Patch effects – Unless you are modulating them as playable parameters (key velocity, pressure), add the effects at the mix stage. However, if you’re routing keyboard velocity to bit crush in order to get a nice crunch on the hard attacks, keep it in the patch. If the patch has delay that functions rhythmically (syncs with BPM), then leave it on.  But if the patch effects are simply ambient delay or reverb, cut them and control the ambience in your DAW while mixing.

Let nothing sit still – Sweep a synth patch’s volume, filter, pitch, or drive just a bit and then cut the overall level. When sound is modulated, it attracts the ear more and needs less volume. Opera singers actually developed their tremolo and vibrato in order to be heard in the back row over the orchestra.

Spatial environment – Management of both frequency space and stereo image should be considered together. If you simply maintain the static stereo image of each synthesizer track, you can be limiting your control over the greater spatial environment. Try some mono placements, try modulating pan (CC#10) within the image, and then try widening some of the stereo pairs and narrowing others.

We’ve Got It All

The sheer sonic variety and power of electronic instruments is so compelling, and control over timbre so expressive. But only so much sonic space is available, only so much attention/absorption available in human listeners. Less can be more when it comes to your music’s eventual impact. If you start with too much density, then cull and cut and mute the overages. If nothing else, clarity and separation make it easier for a sound system to handle the multiple tasks your mix asks of them. 

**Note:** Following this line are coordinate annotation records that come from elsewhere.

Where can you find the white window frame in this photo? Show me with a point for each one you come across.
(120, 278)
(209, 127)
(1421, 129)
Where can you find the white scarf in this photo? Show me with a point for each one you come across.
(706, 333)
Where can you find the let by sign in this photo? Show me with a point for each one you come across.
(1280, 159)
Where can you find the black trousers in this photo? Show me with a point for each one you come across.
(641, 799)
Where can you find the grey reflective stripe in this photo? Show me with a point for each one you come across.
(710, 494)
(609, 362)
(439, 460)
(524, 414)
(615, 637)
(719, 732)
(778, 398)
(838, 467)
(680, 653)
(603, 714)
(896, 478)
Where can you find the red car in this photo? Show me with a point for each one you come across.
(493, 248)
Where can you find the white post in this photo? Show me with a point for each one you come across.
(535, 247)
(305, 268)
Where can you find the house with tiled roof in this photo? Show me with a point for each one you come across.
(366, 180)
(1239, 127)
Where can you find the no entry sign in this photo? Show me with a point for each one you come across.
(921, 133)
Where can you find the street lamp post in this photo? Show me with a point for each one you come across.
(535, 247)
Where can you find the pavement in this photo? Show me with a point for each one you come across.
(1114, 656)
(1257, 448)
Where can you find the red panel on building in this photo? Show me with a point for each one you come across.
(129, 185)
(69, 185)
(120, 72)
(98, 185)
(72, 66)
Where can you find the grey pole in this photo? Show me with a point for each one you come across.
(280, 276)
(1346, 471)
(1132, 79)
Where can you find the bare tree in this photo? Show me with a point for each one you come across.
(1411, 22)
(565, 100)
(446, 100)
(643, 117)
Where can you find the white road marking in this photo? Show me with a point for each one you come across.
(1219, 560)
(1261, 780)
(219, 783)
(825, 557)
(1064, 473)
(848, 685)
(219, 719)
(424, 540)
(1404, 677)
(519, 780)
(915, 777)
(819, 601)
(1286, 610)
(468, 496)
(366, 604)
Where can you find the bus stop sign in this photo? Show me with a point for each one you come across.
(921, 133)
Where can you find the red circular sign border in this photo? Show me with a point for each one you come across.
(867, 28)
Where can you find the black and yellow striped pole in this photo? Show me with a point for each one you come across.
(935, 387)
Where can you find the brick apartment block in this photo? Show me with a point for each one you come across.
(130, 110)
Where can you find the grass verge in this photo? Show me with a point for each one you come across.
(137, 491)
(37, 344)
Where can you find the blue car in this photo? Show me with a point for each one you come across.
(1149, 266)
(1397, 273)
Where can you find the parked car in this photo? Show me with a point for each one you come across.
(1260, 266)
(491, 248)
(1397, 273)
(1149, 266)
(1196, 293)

Harmonic theory refers to many things, and the harmonics of each moment can be complex. Composers are in charge of the way they progress through the music and make us feel the way we do. For example, you can use a filter slightly to escort a melodic idea through to its completion. Make it subliminal; that works.

Truth be told, the best music incorporates all that’s come before: multipart polyphony plus musical chord progressions plus dynamic timbral fluctuations and sonic diversity. We have indeed got it all; welcome to the party!